Тополя нашей юности (Науменко) - страница 44

Местечко замерло, притаилось в сумраке декабрьской ночи. В пассажирском зале железнодорожной станции разгуливает ветер, семафор уже с самого лета стоит с опущенным крылом, а черные стрелки с выбитыми стеклами фонарей кажутся в темноте надмогильными крестами.

До войны в местечке было электричество, теперь его жители как бы переселились в каменный век — они освещают свое жилье лучиной и коптилками с воловьим жиром. Сверкает яркими огнями только одно помещение — средняя школа. Там теперь немецкий комендант, его канцелярия и охрана. Люди по улицам ходят как-то боком, у них неспокойные, бегающие глаза.

В местечке появилось несколько самогонных аппаратов. Но полицейские смотрят на это сквозь пальцы. Самогонку гонят каждую ночь, а вечерами играют в карты. Из каких-то щелей вылезли ворожеи. Они кладут руки на стол, что-то загадывают, и стол будто бы стучит всеми своими четырьмя ножками и отвечает на вопросы.

До войны в местечке было три школы: десятилетка, семилетка и начальная. Теперь они все закрыты. По ночам надрывно воют собаки. Ходят слухи, что немцы хотят обложить их налогом. Дико… Глухо…
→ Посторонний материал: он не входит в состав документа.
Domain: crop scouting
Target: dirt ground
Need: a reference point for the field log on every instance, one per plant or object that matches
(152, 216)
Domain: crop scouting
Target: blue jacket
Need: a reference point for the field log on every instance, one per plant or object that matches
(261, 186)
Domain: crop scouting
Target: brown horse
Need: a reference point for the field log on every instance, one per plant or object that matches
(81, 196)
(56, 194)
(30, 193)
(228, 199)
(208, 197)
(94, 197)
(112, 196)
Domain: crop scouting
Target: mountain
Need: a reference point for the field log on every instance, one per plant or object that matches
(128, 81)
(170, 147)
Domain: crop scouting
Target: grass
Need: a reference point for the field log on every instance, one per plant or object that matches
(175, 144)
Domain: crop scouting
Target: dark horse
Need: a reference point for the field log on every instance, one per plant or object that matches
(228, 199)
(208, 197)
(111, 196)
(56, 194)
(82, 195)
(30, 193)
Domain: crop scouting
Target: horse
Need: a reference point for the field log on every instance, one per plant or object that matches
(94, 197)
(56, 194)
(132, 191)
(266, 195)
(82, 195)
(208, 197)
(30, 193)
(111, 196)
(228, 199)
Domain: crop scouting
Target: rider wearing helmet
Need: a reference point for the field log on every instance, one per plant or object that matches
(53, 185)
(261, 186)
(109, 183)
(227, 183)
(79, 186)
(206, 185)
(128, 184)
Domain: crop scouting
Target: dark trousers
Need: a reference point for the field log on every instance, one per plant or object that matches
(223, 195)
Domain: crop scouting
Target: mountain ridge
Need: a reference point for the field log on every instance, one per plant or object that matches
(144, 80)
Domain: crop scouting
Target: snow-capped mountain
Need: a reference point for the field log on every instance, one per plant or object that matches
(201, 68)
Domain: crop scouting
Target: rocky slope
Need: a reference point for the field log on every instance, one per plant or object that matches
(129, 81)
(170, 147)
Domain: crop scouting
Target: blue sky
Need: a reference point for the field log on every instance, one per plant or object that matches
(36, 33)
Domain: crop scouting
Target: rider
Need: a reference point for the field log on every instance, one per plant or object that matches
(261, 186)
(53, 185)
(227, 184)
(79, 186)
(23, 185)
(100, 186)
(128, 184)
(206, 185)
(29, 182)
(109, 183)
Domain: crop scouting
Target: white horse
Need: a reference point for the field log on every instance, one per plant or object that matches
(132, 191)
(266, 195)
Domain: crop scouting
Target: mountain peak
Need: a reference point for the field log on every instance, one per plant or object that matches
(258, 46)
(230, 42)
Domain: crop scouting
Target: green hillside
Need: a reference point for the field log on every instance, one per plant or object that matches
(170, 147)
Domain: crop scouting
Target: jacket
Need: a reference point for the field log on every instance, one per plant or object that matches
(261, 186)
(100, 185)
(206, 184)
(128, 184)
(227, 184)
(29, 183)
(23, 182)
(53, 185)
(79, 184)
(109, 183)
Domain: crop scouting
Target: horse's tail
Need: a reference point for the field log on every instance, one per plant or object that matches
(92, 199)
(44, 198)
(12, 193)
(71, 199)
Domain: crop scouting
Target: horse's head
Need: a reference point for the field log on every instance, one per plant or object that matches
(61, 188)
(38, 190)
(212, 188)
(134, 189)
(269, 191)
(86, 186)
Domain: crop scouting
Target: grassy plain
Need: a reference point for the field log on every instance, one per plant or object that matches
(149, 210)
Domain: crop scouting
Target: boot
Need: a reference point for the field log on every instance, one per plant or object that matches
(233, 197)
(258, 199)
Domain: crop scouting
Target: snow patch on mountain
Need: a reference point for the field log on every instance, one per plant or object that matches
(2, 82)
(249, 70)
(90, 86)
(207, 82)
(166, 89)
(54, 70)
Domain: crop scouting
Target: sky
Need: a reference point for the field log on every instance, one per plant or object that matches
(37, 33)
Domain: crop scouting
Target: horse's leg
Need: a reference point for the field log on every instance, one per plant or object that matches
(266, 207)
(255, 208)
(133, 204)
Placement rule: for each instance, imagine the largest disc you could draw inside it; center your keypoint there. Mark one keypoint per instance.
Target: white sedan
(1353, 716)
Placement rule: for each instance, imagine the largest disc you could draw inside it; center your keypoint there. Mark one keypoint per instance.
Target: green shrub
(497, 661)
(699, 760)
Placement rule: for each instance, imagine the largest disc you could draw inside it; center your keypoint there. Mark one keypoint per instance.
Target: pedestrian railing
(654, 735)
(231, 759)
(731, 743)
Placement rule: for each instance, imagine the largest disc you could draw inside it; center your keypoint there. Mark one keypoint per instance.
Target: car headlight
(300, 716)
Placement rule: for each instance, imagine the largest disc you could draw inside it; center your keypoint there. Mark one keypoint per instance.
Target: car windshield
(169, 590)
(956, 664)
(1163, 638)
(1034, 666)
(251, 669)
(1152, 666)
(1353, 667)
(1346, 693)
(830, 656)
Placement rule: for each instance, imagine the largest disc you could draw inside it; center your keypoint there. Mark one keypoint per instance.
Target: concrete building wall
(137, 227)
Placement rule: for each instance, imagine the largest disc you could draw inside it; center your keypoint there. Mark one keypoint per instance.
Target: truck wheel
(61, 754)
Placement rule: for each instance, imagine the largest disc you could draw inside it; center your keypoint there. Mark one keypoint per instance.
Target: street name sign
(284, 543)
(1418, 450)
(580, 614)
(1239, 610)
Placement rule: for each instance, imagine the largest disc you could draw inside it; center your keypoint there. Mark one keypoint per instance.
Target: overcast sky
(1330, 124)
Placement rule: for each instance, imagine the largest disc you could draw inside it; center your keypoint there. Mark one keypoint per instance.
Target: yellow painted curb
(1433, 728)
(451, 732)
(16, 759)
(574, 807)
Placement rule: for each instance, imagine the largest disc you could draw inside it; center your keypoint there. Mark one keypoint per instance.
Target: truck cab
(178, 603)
Неизменно только декабрьское небо. Так же, как и прежде, сияет на нем ковш Большой Медведицы и цедит на печальную землю свой таинственный свет далекий Млечный Путь.

2

Мы собираемся впятером в доме Тишки Грошика. Мы — это хозяин хаты Тишка, его ближайшие соседи Базыль Маленда и Лявон Гук, Микола Асмоловский и я. У Тишки нам удобнее всего собираться. Отца у него нет, а мать, больная тихим помешательством, на наши разговоры не обращает никакого внимания. В хате у Тишки кажется холоднее, чем на улице. Сам Тишка недавно притащился из-под Орла, куда он убегал от немцев. Хозяин он неважный. За этот месяц, что сидит дома, мог бы забить незастекленное окно фанерой или досками. Но Тишка такой мелочи, как холод, не замечает. Выбитое окно мать еще осенью заткнула тряпками. Так оно осталось и при хозяине.

Мы приходим к товарищу по одному, а собравшись, постановляем затопить печку. Света у Тишки нет, дров тоже. Сидеть в темной холодной хате просто срам, и мы идем на поиски дров. Все, что было деревянного на Тишкином дворе, давно поколото и сожжено. Двор стоит голый, как бубен, и мы знаем, что здесь никакой поживы для огня не найдешь.

Вооружившись тупым колуном, мы идем к железной дороге. Там сложены в штабеля щиты для снегозадержания. Щитов этих мы перетаскали за месяц тьму, кажется, что их хватит отапливать Тишкину хату всю зиму. То, что железную дорогу может занести снегом, нас не беспокоит, она теперь не наша, а немецкая.